This is the main component of the program. It will parse the command line arguments, open the input and output files and use the other components to read the input, remove selected lines and columns, then right out the resulting text.

Text Representation

The text will be represented using global variables. Youll store it as a 2D array of characters, with each row of the 2D array storing a (null terminated) string containing a line of text from the input. Remember, that lines from the input can be up to 100 characters long (not counting the line terminator at the end), so youll need to make sure your 2D array is wide enough. In your text representation, you can choose to either store the line termination at the end of the line, or leave it out of the representation and just add it back in when youre printing the output. Its up to you.

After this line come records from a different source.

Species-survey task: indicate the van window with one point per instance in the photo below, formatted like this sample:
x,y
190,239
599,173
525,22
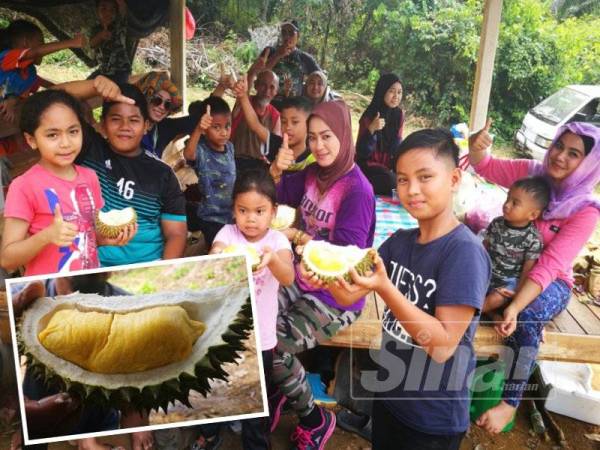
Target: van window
x,y
558,106
587,113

The input can contain up to 10,000 lines of text, so your 2D array will need enough rows to store a file this big. These dimensions would be a good think to represent with preprocessor constants. Youll probably need to use them in more than one place.

In addition to the 2D array containing the text from the input, youll need another global variable for storing the number of lines in the input. You can define both of these variables in the text.c component, with external declarations in the text.h header so other components can access them.

Global Variables

Dont use any global variables other than the two youll need to represent the text from the input. Everything else you should be able to get from the parameters passed between your functions.

Functions

Youll implement and use the following functions, to break the program into smaller components and to help simplify main(). Functions that are defined in one component and used in another should be prototyped (and documented) in the header.

void readFile( FILE *fp )

This is part of the text component. I reads text from the given file and stores it in the global text representation. If the program reading from standard input, then the given file pointer will be stdin.

void writeFile( FILE *fp )

This is part of the text component. It writes out the text from the global text representation to the given

output file. If the program is writing to standard output, then the given file pointer should be stdout.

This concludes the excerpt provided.